Rüzgârlarla savrulur, yağmurlarla yağardım…
Ya yer yatağımda ya serin sofalarda
Anamı dinlerken ağlardım.
Bâkiler’in, sesinden öfkelerine; beden dilinden kendi mısralarına ve güldestesinde yer verdiği şiirlere kadar, benliğini ve kimliğini, fart-ı hassasiyet yoğurur. Bu aşırı duygululuğun ailevî biyo- psikolojik verasetle alâkasına işâretle yetinelim.
ANALAR şiirinde de Bâkiler’in yüksek duyarlılığının yansımaları görülmektedir.
Hassas mizaç dedikleri, duygunun ön plânda olduğu düşünce, hayâl, davranış ve zevk ile duyarlılıkların şiddeti ile biçimlenen bir özel yapı olup psikolojinin ve psikiyatrinin sâhâsına girer. Anneden alınan ilk aktarımlar ve aileden gelen bir temel oluşmasına yol açan değer ve davranışlar, mizâcın oluşumunu biçimlendirir.
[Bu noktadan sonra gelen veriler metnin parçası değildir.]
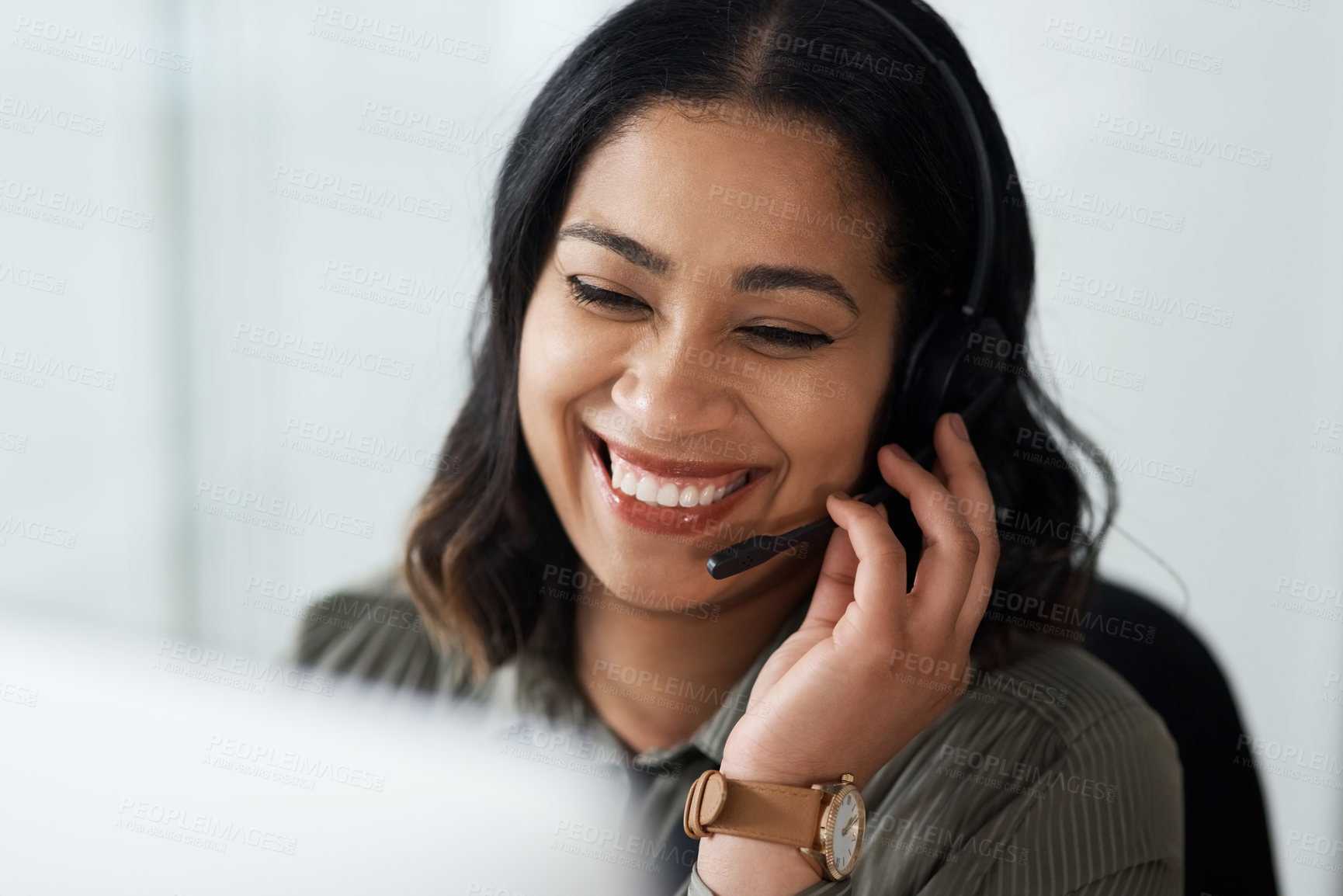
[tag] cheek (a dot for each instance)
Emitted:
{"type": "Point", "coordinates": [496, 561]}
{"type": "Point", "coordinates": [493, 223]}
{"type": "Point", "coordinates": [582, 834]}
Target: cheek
{"type": "Point", "coordinates": [557, 364]}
Anne ve aile bu yıllarda o kadar çok etkilidir ki, insan sosyalleşerek bu etkilerden kurtulmayı, bir sosyal ben oluşturmayı başardığında, sosyolojik bir varlık olur. Sosyolojik bir varlık olarak insan, ergenlikle berâber, başkalarının düşüncelerine karşı tepkiler vermeye başlar. Toplum içinde statü ve rol elde etme, ergeni birçok açıdan istemediği türden davranışlara, özellikle de annesinden aldıklarını zaman zaman bir kenara bırakmaya iter.
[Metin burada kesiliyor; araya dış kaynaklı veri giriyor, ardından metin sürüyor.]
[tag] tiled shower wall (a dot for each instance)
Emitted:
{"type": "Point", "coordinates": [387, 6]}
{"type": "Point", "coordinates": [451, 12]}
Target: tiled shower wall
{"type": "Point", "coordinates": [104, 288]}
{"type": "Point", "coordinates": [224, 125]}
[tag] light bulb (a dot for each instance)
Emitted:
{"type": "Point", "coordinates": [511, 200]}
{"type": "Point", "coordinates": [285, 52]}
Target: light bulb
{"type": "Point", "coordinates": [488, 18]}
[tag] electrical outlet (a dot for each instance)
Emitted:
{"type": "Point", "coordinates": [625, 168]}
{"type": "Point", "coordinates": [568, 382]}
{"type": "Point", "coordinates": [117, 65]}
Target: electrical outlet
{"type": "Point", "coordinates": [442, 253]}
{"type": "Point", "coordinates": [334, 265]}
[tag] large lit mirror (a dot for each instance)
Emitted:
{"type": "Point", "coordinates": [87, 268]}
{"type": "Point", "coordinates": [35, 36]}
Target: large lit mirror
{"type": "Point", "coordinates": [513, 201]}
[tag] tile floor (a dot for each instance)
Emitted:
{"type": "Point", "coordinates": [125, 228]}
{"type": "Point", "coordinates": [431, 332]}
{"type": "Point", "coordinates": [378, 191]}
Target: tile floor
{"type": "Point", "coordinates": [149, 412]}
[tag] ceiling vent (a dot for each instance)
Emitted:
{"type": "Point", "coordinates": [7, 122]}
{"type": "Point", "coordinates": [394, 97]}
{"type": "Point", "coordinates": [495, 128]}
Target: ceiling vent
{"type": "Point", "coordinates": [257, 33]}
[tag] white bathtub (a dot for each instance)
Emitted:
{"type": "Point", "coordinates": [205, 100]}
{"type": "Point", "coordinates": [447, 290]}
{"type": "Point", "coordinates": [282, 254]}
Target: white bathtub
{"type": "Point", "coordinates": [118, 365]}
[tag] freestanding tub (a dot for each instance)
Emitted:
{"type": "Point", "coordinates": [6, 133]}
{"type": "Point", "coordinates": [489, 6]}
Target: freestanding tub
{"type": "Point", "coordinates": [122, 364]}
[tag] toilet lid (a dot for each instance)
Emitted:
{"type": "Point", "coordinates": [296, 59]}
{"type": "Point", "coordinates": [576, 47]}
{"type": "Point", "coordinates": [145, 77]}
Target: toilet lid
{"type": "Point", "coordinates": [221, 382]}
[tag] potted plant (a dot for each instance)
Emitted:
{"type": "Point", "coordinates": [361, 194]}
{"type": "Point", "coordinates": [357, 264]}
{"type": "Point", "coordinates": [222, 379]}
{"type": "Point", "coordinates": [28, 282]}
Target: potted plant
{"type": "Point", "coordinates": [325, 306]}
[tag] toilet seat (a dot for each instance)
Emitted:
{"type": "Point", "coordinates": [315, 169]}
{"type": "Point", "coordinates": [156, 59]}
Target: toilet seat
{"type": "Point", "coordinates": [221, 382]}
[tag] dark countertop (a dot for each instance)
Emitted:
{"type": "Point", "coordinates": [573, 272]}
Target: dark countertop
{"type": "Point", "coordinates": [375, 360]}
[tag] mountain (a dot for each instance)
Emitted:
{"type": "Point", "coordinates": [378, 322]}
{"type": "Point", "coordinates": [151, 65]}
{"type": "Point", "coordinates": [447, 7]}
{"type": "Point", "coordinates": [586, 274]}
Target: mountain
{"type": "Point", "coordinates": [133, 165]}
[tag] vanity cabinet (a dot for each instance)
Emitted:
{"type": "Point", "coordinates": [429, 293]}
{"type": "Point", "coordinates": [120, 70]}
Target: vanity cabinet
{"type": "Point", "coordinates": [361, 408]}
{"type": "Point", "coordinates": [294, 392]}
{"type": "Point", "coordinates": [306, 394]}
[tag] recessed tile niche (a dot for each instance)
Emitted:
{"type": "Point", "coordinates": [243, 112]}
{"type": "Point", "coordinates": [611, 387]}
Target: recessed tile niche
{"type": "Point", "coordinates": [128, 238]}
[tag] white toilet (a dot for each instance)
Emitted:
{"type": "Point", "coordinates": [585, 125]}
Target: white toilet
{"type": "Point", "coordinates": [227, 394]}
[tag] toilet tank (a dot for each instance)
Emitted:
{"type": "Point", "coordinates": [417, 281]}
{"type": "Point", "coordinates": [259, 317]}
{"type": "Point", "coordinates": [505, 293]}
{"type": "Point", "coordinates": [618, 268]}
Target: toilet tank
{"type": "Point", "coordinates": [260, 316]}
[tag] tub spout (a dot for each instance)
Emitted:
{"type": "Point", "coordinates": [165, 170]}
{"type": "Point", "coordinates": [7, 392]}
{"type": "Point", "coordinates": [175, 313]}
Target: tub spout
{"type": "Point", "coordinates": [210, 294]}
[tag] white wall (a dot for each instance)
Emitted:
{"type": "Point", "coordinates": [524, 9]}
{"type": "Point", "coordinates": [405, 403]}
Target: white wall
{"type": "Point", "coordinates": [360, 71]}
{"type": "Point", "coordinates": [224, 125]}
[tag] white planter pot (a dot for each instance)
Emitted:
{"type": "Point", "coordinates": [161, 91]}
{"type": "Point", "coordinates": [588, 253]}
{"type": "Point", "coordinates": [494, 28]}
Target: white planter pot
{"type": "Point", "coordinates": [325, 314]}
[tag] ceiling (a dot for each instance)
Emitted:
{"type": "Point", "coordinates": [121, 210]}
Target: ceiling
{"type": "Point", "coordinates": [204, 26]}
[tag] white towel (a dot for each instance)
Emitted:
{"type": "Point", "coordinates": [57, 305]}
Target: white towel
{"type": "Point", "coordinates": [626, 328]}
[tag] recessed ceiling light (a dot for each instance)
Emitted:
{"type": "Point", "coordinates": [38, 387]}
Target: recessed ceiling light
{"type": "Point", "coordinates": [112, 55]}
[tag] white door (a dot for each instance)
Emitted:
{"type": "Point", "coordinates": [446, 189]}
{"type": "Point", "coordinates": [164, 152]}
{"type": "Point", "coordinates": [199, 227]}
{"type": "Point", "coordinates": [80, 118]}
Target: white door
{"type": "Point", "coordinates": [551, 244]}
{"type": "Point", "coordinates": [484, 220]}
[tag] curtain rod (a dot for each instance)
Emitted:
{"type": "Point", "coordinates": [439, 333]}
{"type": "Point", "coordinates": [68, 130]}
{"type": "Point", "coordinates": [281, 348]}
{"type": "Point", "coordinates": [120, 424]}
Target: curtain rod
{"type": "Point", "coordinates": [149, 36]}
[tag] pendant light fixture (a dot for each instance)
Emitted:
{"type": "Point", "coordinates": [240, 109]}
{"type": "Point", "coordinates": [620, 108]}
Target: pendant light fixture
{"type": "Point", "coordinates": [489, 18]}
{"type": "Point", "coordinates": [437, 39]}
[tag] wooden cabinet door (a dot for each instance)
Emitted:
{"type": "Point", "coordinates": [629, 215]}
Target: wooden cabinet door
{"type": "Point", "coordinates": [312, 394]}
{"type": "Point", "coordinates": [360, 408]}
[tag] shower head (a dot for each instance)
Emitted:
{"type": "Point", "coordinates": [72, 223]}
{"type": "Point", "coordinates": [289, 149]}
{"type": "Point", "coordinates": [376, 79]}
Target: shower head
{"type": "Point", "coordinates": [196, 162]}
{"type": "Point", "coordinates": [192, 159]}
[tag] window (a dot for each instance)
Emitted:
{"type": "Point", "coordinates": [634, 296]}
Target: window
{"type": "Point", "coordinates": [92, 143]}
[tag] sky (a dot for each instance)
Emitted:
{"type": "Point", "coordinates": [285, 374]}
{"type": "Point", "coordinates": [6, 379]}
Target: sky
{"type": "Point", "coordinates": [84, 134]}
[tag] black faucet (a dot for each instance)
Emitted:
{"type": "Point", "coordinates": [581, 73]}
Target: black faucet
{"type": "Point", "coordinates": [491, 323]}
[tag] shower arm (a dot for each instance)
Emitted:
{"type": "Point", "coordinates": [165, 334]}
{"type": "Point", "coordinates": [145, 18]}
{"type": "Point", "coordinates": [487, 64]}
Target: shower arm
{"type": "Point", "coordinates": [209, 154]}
Şâirler annelerinden ve aileden aldıklarını kolay kolay bir kenara itmeye râzı olmayan, yaşlandıkça annelerine daha çok bağlanıp, daha çok düşkünlük gösteren; eğer anneleri hayatta değilse daha çok üzülen insanlardır.[1]
Yavuz Bülent Bâkiler’in şiir kitapları içinde ana kavramına bağlı, doğrudan bu kavramı temalaştıran şiirler bulunur. Bâzı şiirlerinde ise, o kavrama bağlı derin etkilerin izlerini yakalamak mümkündür. Yavuz Bülent Bâkiler, Şiirimizde Ana adıyla, bir de güldeste (antoloji) hazırlamıştır.[2] (DEVAM EDECEK)
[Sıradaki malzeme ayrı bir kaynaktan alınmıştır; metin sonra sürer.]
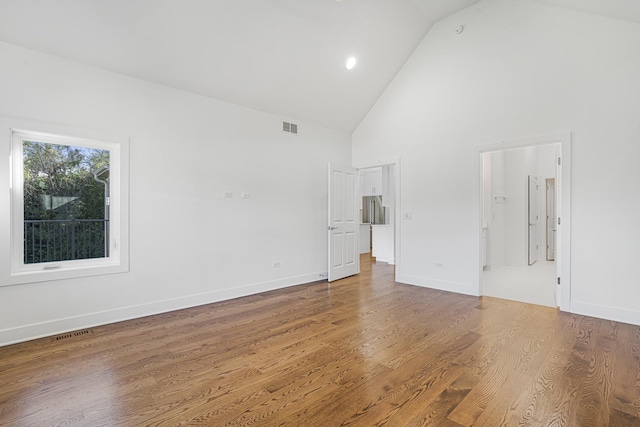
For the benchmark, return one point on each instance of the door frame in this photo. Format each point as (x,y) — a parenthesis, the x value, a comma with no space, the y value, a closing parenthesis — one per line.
(397,220)
(563,207)
(345,223)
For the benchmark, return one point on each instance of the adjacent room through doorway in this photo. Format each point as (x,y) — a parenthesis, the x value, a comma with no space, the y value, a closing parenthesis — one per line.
(518,224)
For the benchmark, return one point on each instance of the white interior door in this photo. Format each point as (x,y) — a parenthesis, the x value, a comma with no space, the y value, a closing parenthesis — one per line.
(551,219)
(534,213)
(344,259)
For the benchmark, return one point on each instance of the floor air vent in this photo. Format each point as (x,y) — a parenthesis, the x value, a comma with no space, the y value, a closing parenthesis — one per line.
(71,335)
(290,127)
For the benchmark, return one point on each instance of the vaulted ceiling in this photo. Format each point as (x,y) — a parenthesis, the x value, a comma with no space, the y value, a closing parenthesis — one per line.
(285,57)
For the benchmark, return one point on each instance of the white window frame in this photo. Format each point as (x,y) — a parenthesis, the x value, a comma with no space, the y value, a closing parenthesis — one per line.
(16,271)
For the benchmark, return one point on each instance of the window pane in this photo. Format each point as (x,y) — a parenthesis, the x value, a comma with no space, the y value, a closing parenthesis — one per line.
(66,202)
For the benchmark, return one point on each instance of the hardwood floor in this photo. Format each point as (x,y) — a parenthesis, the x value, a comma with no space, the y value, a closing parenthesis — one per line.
(364,351)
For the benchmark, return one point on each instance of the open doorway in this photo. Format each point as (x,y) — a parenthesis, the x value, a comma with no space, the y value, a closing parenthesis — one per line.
(377,212)
(515,262)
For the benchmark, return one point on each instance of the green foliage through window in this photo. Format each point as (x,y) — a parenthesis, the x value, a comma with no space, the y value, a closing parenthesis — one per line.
(66,192)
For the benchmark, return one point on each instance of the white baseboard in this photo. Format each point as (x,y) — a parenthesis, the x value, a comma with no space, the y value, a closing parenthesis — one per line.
(459,288)
(606,312)
(89,320)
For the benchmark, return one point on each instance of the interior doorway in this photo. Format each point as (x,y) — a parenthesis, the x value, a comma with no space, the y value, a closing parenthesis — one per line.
(515,264)
(377,212)
(375,225)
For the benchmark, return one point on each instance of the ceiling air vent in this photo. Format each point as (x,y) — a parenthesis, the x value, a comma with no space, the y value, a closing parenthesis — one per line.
(290,128)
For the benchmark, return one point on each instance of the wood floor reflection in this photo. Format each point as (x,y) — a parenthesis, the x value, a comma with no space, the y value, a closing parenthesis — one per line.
(363,351)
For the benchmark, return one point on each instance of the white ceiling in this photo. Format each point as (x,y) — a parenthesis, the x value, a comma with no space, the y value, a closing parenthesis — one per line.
(285,57)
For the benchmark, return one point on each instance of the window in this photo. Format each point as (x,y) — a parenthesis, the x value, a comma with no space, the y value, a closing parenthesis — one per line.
(68,218)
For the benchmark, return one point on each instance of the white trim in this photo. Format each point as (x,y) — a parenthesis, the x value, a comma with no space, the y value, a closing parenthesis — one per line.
(563,209)
(395,161)
(443,285)
(74,323)
(13,271)
(606,312)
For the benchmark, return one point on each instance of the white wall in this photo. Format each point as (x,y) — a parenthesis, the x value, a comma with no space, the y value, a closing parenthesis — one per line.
(188,245)
(519,69)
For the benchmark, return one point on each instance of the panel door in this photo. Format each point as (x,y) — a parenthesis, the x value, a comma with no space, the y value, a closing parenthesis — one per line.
(343,257)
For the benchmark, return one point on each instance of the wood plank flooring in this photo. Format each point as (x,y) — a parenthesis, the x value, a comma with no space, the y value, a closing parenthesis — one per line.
(364,351)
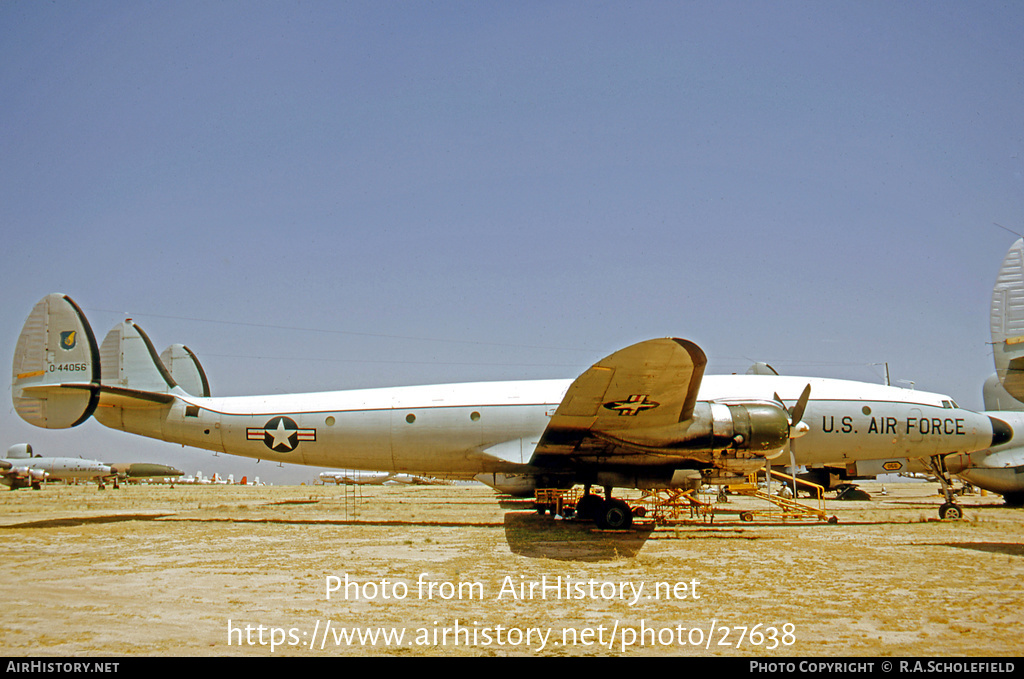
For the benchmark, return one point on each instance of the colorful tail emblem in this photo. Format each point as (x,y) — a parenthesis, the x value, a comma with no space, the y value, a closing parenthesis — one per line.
(632,406)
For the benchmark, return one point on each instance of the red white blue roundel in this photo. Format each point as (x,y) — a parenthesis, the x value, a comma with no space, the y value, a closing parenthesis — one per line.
(281,434)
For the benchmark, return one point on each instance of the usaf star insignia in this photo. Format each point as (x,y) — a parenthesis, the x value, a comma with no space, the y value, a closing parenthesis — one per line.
(632,406)
(281,434)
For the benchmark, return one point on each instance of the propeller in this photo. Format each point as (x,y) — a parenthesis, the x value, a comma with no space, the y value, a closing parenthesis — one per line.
(797,428)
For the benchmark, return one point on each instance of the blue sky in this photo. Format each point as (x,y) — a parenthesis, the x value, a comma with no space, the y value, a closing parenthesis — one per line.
(336,195)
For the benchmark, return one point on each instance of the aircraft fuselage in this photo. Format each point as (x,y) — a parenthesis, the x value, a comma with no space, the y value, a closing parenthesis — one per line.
(465,429)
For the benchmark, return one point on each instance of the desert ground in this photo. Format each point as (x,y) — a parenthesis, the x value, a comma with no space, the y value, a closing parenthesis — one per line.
(304,570)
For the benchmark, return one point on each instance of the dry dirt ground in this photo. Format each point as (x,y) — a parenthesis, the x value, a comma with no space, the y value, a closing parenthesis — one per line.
(241,570)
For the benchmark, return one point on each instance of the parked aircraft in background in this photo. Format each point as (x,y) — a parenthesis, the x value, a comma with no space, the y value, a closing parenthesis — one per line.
(22,469)
(1000,468)
(377,478)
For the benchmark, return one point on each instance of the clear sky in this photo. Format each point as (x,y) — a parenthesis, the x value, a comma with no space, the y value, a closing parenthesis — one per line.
(331,195)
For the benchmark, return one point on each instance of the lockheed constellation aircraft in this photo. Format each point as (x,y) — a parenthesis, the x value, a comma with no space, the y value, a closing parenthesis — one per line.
(644,417)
3Ben, Arif Nihat Asya’nın “annelik duygusu”nun ifâdesi olan “ANNE”, Şâir vâli Nüzhet Erman’ın “ANA-BACI-AVRAT”, Bahtiyar Vahapzâde’nin “ANNEM ÖLDÜ MÜ?” adlı şiirleri ile Y. B. Bâkiler’in ANALAR şiirinin birçok mısraını -gözü nemlenerek- ezberinde tutanlardanım. 2001 yılının baharında Atatürk Yüksek Kurumu başkanlığım sırasında, merhûm şâir Halil Soyuer, ziyâretime gelmişti. İkinci ziyâretinde -ilk ziyâretteki konulardan biri olduğu için- iki aşk şiirini, bir de içinde “Ondan saklasak bile gözümüzdeki yaşı/Teselli mendiliyle silen o değil midir?” mısralarının bulunduğu şiirini getirmişti.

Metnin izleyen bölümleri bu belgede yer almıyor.